You should develop a precise plan to build strength training in your core or arm muscles by focusing on your CrossFit Workout of the Day (WOD). Whether you choose to move your body against gravity or lift weights, you will want to do resistance training at least two to three times a week.
A Sage Journal article pointed out that “Resistance training has been observed to promote muscular strength and endurance, and help conserve fat-free mass, making it a very important component of overall physical fitness. In addition, resistance training also prevents and rehabilitates orthopedic injuries, and maintains functional stability and independence into older age.”
1. Bridge with variations
The bridge exercise brings benefits to your hamstrings, lower back, abs and glutes. Variations on exercise is the single-leg bridge, side bridge or the marching bridge. A bridge exercise does not put the same pressure on the lower back as a squat so it may benefit people who have back issues. (how-to)
2. Kettlebell high pull with variations
Your abdominals and hips will be strengthened when you add the kettlebell high pull exercise to your WOD. Emphasis will be on your trapezius, rhomboid, hamstring and glute muscles. (how-to)

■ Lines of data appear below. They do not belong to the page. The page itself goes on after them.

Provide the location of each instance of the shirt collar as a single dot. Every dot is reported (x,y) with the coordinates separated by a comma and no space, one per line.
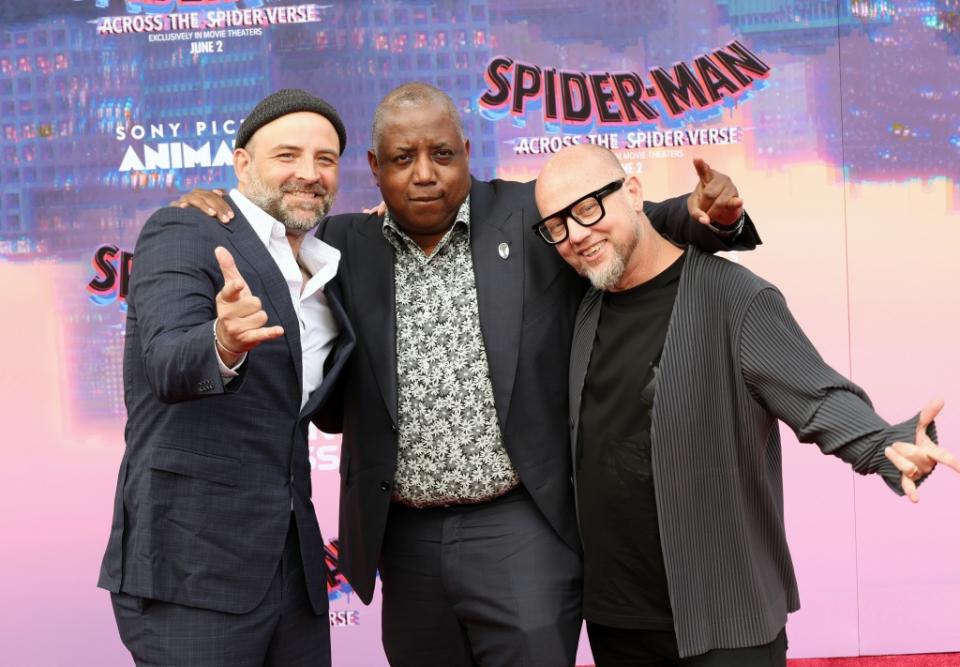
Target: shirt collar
(392,230)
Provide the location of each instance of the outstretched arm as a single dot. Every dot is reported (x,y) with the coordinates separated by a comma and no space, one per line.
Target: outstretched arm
(789,378)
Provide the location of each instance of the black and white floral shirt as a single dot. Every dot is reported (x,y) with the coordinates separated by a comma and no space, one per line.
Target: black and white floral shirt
(450,447)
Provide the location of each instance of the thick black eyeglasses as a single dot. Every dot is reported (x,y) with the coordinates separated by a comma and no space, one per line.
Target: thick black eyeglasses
(588,210)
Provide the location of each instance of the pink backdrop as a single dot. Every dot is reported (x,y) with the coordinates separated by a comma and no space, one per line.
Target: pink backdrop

3. Overhead press with variations
Your pecs, trapezius, triceps, abdominal, and lower back muscles along with your spinal stabilizers will thank you after you incorporate this exercise. You can start by just lifting a bar with no weights attached. When you need a challenge, add some chains, bands or kettlebells to the barbell to increase tension. (how-to)
Beginners should start with six to eight total exercises that strengthen muscles. Build up to six to twenty repetitions depending on what amount of weight you are lifting in your WOD. If you are working with a trainer, discuss proper techniques of all of these exercises so you do not injure yourself.